On March 22, Heirs Holdings’ philanthropic arm, the Tony Elumelu Foundation (TEF) announced the 12th cohort of its flagship Entrepreneurship Programme.
From over 265,000 applications across all 54 African countries, 3,200 entrepreneurs were selected into the 2026 cohort to be funded with a total of $16 million. However, reducing the event to these numbers alone is enough to miss its significance as the continuation of a belief system that has, over the past decade, steadily reshaped access to opportunity across the continent—Africapitalism.
Somewhere in Africa, someone has an idea with the potential to change society. That idea, in its raw form, is fragile and without support, risks remaining just an idea. However, with the right ecosystem around it, it becomes a catalyst for change.
If one entrepreneur can build a business, that business creates jobs. Jobs create income. Income strengthens households, stronger households stabilise communities, and stable communities form the foundation of thriving economies. What begins as a $5,000 seed investment compounds with a multiplier effect into something far greater.
For Transformation to be meaningful, it must be both systemic and personal. It must exist in GDP figures and in household incomes. In national growth rates and in individual dignity. Entrepreneurship sits at the intersection of both.
This underscores why TEF walks alongside entrepreneurs, supporting them from ideation through to execution.
Prior to the TEF programme, only about 40% of its beneficiaries’ businesses were generating revenue.
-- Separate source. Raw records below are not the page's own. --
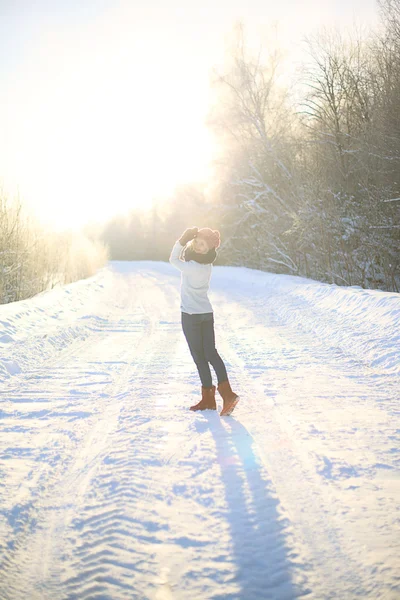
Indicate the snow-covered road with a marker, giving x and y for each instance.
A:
(110, 488)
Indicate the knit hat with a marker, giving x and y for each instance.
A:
(211, 236)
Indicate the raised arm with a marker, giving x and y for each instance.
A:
(175, 258)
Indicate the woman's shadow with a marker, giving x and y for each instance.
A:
(264, 569)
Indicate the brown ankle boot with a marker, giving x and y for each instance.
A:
(207, 400)
(230, 398)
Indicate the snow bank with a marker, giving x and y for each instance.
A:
(362, 323)
(35, 329)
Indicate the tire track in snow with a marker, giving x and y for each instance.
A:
(47, 516)
(334, 567)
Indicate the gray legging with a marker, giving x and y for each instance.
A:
(199, 334)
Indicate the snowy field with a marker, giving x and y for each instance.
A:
(110, 488)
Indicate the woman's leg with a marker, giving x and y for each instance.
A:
(209, 349)
(192, 329)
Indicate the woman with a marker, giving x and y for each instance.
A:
(195, 263)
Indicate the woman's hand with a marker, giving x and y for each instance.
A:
(188, 235)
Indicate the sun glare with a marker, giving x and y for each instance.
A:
(109, 128)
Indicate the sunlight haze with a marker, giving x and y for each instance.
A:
(106, 102)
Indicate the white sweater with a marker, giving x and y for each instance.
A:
(195, 282)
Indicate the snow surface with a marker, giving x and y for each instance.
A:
(111, 488)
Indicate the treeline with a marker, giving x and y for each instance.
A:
(311, 177)
(308, 177)
(33, 259)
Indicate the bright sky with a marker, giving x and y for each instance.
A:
(105, 100)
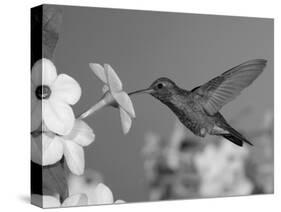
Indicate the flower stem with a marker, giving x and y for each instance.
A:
(102, 103)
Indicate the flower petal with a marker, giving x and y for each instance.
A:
(103, 195)
(66, 89)
(125, 102)
(43, 72)
(81, 133)
(105, 88)
(49, 201)
(36, 116)
(119, 201)
(114, 82)
(99, 71)
(126, 120)
(58, 116)
(52, 149)
(74, 155)
(36, 149)
(75, 200)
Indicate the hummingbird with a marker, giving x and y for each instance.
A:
(198, 109)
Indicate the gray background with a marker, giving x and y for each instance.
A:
(142, 46)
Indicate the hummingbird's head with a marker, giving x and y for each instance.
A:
(162, 89)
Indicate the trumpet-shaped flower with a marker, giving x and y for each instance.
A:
(53, 202)
(53, 147)
(113, 95)
(51, 97)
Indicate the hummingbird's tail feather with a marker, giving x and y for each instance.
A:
(235, 137)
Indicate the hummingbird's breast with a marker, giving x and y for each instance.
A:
(191, 113)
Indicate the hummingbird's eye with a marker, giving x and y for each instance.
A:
(160, 85)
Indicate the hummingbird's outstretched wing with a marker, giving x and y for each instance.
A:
(224, 88)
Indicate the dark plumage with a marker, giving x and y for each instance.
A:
(198, 109)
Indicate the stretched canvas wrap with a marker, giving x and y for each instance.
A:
(136, 106)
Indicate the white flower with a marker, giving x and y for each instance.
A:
(113, 95)
(71, 146)
(53, 202)
(97, 193)
(51, 97)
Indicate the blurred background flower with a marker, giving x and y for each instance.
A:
(50, 147)
(51, 97)
(113, 95)
(184, 166)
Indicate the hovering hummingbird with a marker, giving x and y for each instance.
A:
(198, 109)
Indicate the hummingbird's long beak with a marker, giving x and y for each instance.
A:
(147, 90)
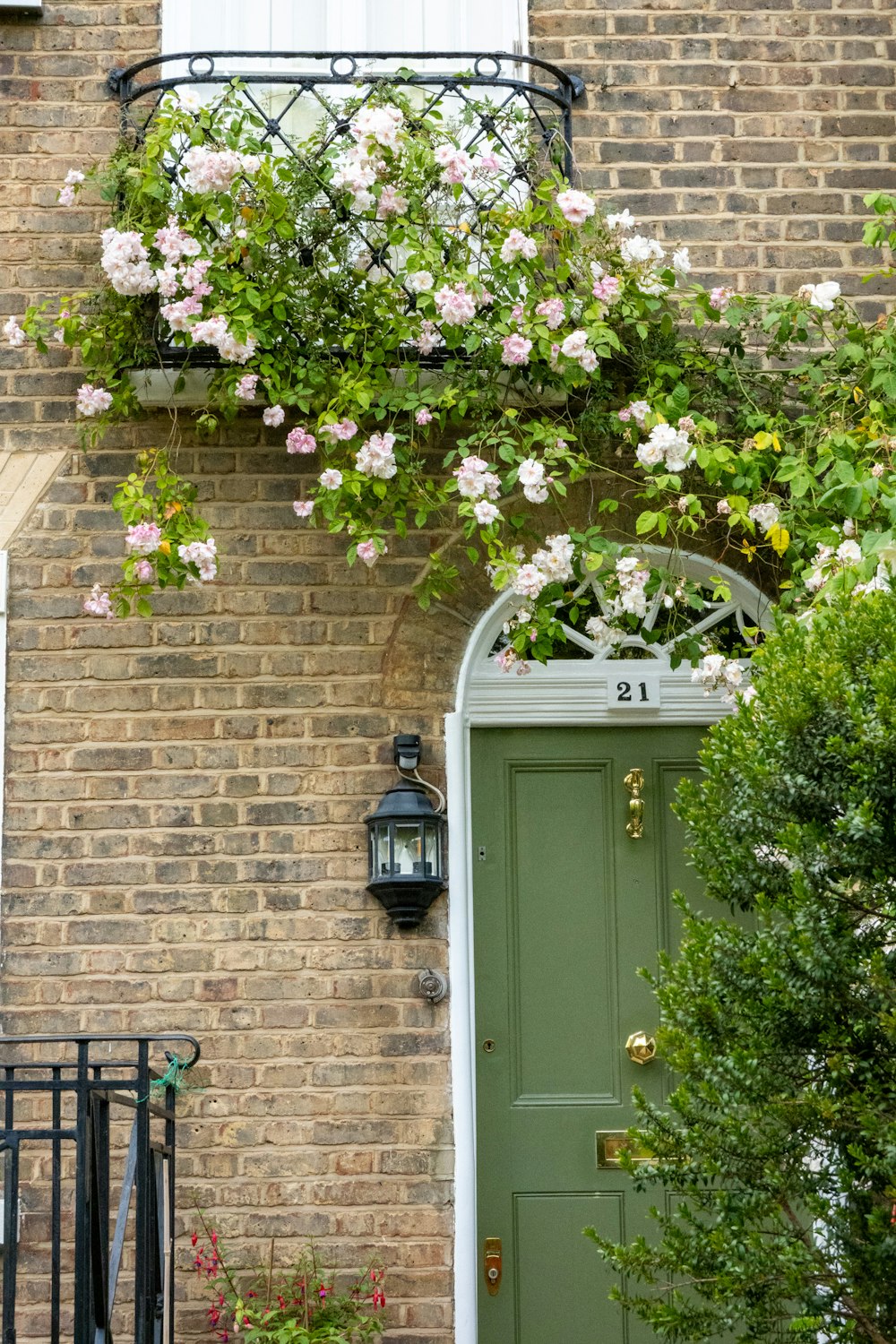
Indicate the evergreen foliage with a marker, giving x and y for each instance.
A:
(777, 1150)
Today, over 80% survive their most vulnerable early stages and become revenue-generating enterprises.
Perhaps the most compelling insight from this year’s selection is not just scale, but composition. Fifty-one percent of the 2026 cohort are women. Seventy-five percent are between the ages of 18 and 35. Thirty percent come from rural communities. These are signals of a continent where participation is broadening, where opportunity is decentralising, and where the future is increasingly being shaped by those who have historically been excluded from it.

For Africa and its private sector, Africapitalism replaces charity with investment and aid with agency, a practice that has been visibly expressed in the work of the Tony Elumelu Foundation. From an initial $100 million commitment to empower 10,000 entrepreneurs, TEF has today trained and funded over 27,000 Africans, catalysing $4.2 billion in revenue, creating 1.5 million jobs, and lifting over 2.1 million people out of poverty. These figures are measurable outcomes of a simple but powerful idea that when you empower individuals, you transform systems.
For this reason, Heirs Holdings’ portfolio companies; Heirs Energies, Transcorp Hotels, Transcorp Power, and United Capital, continue to play an active role in supporting the TEF Entrepreneurship Programme, contributing to the empowerment of 1,751 entrepreneurs in this year’s cohort alone.
Increasingly, global partners, from multilateral institutions to development agencies, are also aligning with TEF’s model because it is demonstrably effective. But, even with this progress, the demand remains staggering. Hundreds of thousands applied but only a fraction could be selected. This gap is evidence of its necessity and that scaling opportunity remains one of the continent’s most urgent imperatives.

The potential in Africa’s story has reached a point of activation. At Heirs Holdings, we see beyond the moment. We see a movement that is steadily redefining what is possible on the continent. One entrepreneur, one business, one community at a time.
When opportunity is democratised, prosperity changes from being a privilege into being a shared outcome. In that shared outcome lies the true meaning of Africapitalism, and the promise of a transformed Africa.